Standing next to Starmer, Trump suggested – as he has often done in the past – that he can hit the economy of Russia much more difficult than him, but he will only do so if Europe is going first.
“I am ready to do something else. But not when the people I fight buy Russia oil. If the price of oil drops, very simply, Russia will settle.”
New sanctions
Friday, the European Union confirmed that it had adopted a new package of sanctions against Russia, its 19th since the start of its attack on Ukraine.
New measures Include a complete ban on EU countries that buy Russian natural gas, as well as more sanctions on ships that carry Russian fossil fuels around the world.
The effect that new measures will have to dissuade Putin can be limited, but Ricketts says that the slow change of Trump on the issue of sanctions, to the request to ask Starmer and European leaders, is remarkable.
“If we can channel this in a proposal to sanction companies, individuals have engaged in the oil trade, then it is a practical proposal,” said former national security advisor. “So there is an open door there, we can cross.”

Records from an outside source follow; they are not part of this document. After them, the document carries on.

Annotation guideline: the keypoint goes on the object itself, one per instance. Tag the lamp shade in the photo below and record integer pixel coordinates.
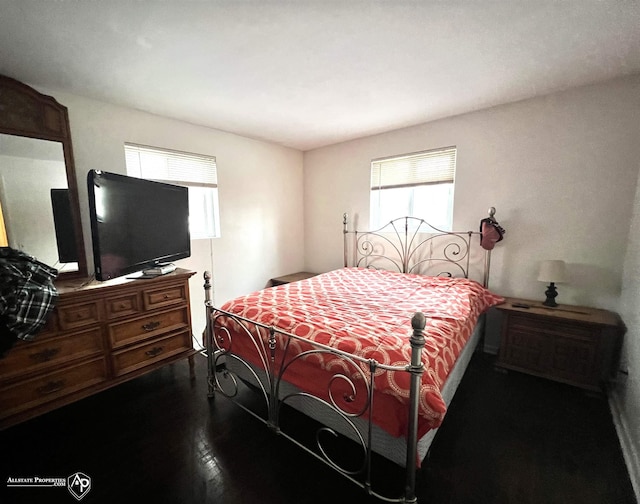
(552, 271)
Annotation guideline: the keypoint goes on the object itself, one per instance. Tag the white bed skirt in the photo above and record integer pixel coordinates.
(392, 448)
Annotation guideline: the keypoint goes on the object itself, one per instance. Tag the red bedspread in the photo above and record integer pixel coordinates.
(368, 313)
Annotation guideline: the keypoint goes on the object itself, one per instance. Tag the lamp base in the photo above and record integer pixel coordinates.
(551, 294)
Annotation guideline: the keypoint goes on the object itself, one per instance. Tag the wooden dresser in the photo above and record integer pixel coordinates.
(99, 335)
(577, 345)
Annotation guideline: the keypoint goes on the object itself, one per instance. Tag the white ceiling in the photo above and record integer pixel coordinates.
(310, 73)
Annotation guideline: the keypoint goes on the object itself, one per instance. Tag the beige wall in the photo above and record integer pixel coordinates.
(561, 171)
(625, 397)
(260, 193)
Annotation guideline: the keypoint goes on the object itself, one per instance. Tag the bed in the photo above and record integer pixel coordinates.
(372, 351)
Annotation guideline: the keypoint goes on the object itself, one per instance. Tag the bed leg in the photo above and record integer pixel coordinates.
(208, 337)
(192, 368)
(418, 323)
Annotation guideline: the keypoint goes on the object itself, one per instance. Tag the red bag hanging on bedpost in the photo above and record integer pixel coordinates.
(490, 233)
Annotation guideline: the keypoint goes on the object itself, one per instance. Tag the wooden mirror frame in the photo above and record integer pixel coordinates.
(28, 113)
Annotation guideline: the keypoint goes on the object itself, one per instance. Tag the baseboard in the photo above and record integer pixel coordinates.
(629, 450)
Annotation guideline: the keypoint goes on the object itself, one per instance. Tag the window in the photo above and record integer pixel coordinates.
(418, 185)
(195, 171)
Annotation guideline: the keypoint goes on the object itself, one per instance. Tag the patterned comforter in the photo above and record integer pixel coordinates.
(367, 313)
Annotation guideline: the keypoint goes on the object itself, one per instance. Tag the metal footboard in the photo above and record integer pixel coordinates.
(275, 354)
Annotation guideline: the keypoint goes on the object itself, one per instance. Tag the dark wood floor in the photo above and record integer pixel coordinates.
(508, 438)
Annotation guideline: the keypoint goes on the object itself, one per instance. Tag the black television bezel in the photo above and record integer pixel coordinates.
(92, 175)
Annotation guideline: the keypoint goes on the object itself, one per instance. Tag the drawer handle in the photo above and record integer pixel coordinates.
(46, 355)
(51, 387)
(154, 351)
(151, 325)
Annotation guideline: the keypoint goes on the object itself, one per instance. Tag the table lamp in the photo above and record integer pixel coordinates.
(552, 271)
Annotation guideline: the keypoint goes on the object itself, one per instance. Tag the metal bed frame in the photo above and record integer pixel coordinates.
(400, 245)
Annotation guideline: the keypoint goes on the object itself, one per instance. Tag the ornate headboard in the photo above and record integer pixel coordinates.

Other observers vehemently reject any suggestion that Starmer’s efforts this week to break into the unpredictable American president can lead to better results for the United Kingdom
Ben Jamal, by Palestine Solidarity Campaign, who participated in the major street demonstrations in London against Trump’s visit, said the American president is a tyrant – and try to play with him, he will inevitably turn.
“What we see for the moment is what I would describe as an absolute appeasement by President Trump,” Jamal told CBC News in an interview.
“The only purpose of the influence is to use it to say:” What you do is bad, it is not what we defend and we urge you and demand that you change course. “”
“And we don’t do this saying:” Come and make an unprecedented state visit and we will unroll the red carpet. “”
How much this trip ended up helping politically starmer at home, is very subjective.
He continues to cope with intense pressure in his Labor party for continuing to exchange with Israel and welcome his senior officials in London during official visits. And on the political right, it faces growing competition from the reform of the United Kingdom, which challenged work on what it says to be its “weak” immigration policies.
However, at the end of the week, the British Prime Minister will probably see the state visit as a global victory, without major blunders, without open rockets with Trump and promises of billions of dollars in the years to come.